Nutrition topic
Coffee
Last updated Sun May 17 2026 00:00:00 GMT+0000 (Coordinated Universal Time)
What the evidence shows
A 2017 umbrella review (Poole et al.) of ~200 meta-analyses found moderate coffee intake (3–4 cups/day) associates with:
- ~17% lower all-cause mortality at the lowest-risk dose.
- ~19% lower cardiovascular mortality.
- Lower incidence of type-2 diabetes, Parkinson’s disease, several cancers (liver, endometrial), depression.
Caffeinated and decaffeinated coffee both contribute; many benefits are not pure caffeine effects.

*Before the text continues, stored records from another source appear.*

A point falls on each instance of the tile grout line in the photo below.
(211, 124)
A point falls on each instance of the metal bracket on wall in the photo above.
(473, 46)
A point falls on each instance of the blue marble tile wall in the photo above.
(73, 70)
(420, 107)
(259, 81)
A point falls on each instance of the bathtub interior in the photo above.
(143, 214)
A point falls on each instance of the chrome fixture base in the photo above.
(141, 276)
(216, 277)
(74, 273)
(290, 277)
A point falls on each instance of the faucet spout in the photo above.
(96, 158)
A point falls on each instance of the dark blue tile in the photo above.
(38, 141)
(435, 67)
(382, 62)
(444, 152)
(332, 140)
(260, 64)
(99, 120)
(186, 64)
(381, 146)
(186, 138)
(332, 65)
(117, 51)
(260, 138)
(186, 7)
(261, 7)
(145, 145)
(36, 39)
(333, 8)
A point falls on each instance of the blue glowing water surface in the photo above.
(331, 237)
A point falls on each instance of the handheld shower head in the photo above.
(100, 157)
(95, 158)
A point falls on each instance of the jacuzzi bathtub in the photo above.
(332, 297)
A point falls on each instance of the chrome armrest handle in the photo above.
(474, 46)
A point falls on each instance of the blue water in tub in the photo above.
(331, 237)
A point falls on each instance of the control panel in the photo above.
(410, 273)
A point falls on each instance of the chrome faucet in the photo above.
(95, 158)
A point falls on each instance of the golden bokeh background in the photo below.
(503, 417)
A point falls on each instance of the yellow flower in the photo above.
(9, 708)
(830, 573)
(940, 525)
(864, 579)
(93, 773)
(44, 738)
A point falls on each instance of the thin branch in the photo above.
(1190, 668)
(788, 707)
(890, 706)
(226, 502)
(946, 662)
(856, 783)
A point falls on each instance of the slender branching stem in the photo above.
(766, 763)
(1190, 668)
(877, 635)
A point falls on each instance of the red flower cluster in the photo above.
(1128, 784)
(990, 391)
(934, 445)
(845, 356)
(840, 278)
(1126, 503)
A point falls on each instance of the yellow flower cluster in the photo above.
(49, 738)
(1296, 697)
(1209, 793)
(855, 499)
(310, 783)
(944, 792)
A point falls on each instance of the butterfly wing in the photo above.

Why coffee, not just caffeine
Coffee is a complex matrix — chlorogenic acids, diterpenes, polyphenols — in addition to caffeine. Decaffeinated coffee retains most polyphenols and shows many of the same associations, with smaller effects on cardiovascular and Parkinson’s outcomes.
Caveats
- Unfiltered coffee (French press, espresso) raises LDL via cafestol/kahweol; filtered (paper drip) does not.
- Pregnancy: high caffeine intake associates with low birth weight; most guidelines suggest <200 mg/day.
- Sleep: caffeine half-life is ~5–6 hours; consumption after early afternoon disrupts sleep architecture in many adults.
- Arrhythmia: contrary to old teaching, moderate coffee does not increase atrial fibrillation risk.
- Genetic variation in CYP1A2 affects caffeine metabolism; fast vs. slow metabolisers may respond differently.
Related entries
References
- Poole, R. et al. Coffee consumption and health: umbrella review of meta-analyses. BMJ 359, j5024 (2017).